The New York State Department of Health confirms a college student with measles boarded Amtrak station from Penn Station earlier this week and may have exposed other passengers to the contagious virus, state health officials said.

The student at Bard College in Dutchess County took Amtrak train #283 from Penn Station to Albany at 1:20 p.m. on January 25. He got off in Rhinecliff, New York. The train stopped in Albany before traveling on to Niagara Falls.

College officials said the student has been isolated during his recovery.

The state Department of Health advises individuals who may have been exposed and who have symptoms consistent with measles to call their doctor or a local emergency room before going for care in order to prevent the illness to spread to others.

Symptoms of measles include runny nose, cough, fever, and red, blotchy rash that typically starts on the face and spreads downward and outward to the hands and feet.

New York has had three cases of measles this year – one in Dutchess County and two in New York City.

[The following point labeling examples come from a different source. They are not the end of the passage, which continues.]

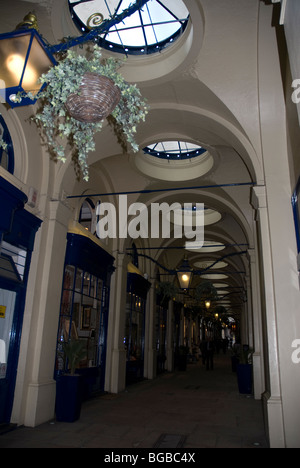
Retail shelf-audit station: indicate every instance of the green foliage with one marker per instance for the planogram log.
(65, 79)
(74, 351)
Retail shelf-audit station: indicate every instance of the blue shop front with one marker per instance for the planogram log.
(18, 228)
(84, 309)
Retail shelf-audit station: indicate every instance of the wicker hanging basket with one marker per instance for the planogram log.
(98, 96)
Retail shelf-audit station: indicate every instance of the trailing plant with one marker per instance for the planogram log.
(64, 79)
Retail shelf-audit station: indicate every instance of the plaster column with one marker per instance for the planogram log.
(36, 389)
(170, 328)
(272, 398)
(255, 294)
(278, 243)
(150, 348)
(115, 379)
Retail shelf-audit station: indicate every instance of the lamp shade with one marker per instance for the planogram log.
(23, 59)
(184, 275)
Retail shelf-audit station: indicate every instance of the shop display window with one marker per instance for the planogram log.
(135, 327)
(82, 315)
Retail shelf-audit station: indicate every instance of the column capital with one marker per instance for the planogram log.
(259, 197)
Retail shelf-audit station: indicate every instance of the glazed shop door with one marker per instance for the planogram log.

New York requires that all college students show proof of immunity to measles.

At Bard College, the Dutchess County Department of Health held a measles vaccination clinic for any students, faculty or staff who has not been vaccinated against measles.

The latest nationwide outbreak of measles has spread to 14 states and includes 84 cases reported this month. Most of the cases are linked to an outbreak at Disneyland and another theme park in Southern California that began in late December and now has spread to six other states, including Utah, Washington, Oregon and Colorado.

Measles is a highly contagious illness. It can spread through coughing or sneezing and can infect an estimated 90 percent of people who not immune to the virus. The incubation period is on average 14 days, but an infected person can be contagious up to four days before they start to show symptoms.